Chapter 6. High Availability (HA)
Table of Contents
- 6.1. Overview
- 6.2. Configuration of ThinLinc for HA Operations
- 6.3. Validating HA Operation
- 6.4. Testing Correct Failover Behavior
- 6.5. Recovering from hardware failures
- 6.6. ThinLinc HA and Other Services
- 6.6.1. User database
- 6.6.2. Home Directories and other File Resources
- 6.6.3. Printing
- 6.7. Detailed Instructions on Heartbeat Configuration
This chapter describes how to setup ThinLinc with High Availability (from now on referred to as "HA") for the VSM server, providing protection against the single point of failure that the hardware running the VSM server normally is.

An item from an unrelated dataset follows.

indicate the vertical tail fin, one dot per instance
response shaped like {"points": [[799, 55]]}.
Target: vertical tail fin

This chapter describes the HA implementation avabilable in ThinLinc version 1.4 and later. The HA implementation in ThinLinc 1.2 and 1.3 is deprecated.
The basic principle behind this setup is to have two equal machines, both capable of running VSM server. If one of the machines goes down for some reason, the other machine will take over and serve VSM server requests with no or short interruption of service.
In a standard ThinLinc setup, there is a single point of failure - the machine running the VSM server. If the VSM server is down, no new ThinLinc connections can be made, and reconnections to existing sessions can't be established. Existing connections to VSM agent machines still running will however continue to work. A ThinLinc cluster of medium size with one machine running as VSM server and three VSM agent machines is illustrated in Figure 6.1
Here the incoming connections are handled by the VSM server which distributes the connections to the three VSM agent machines. If the VSM server goes down, no new connections can occur. The VSM server is a single point of failure.
In order to eliminate the single point of failure, we configure the VSM server in a HA configuration where two machines share the responsibility for keeping the service running.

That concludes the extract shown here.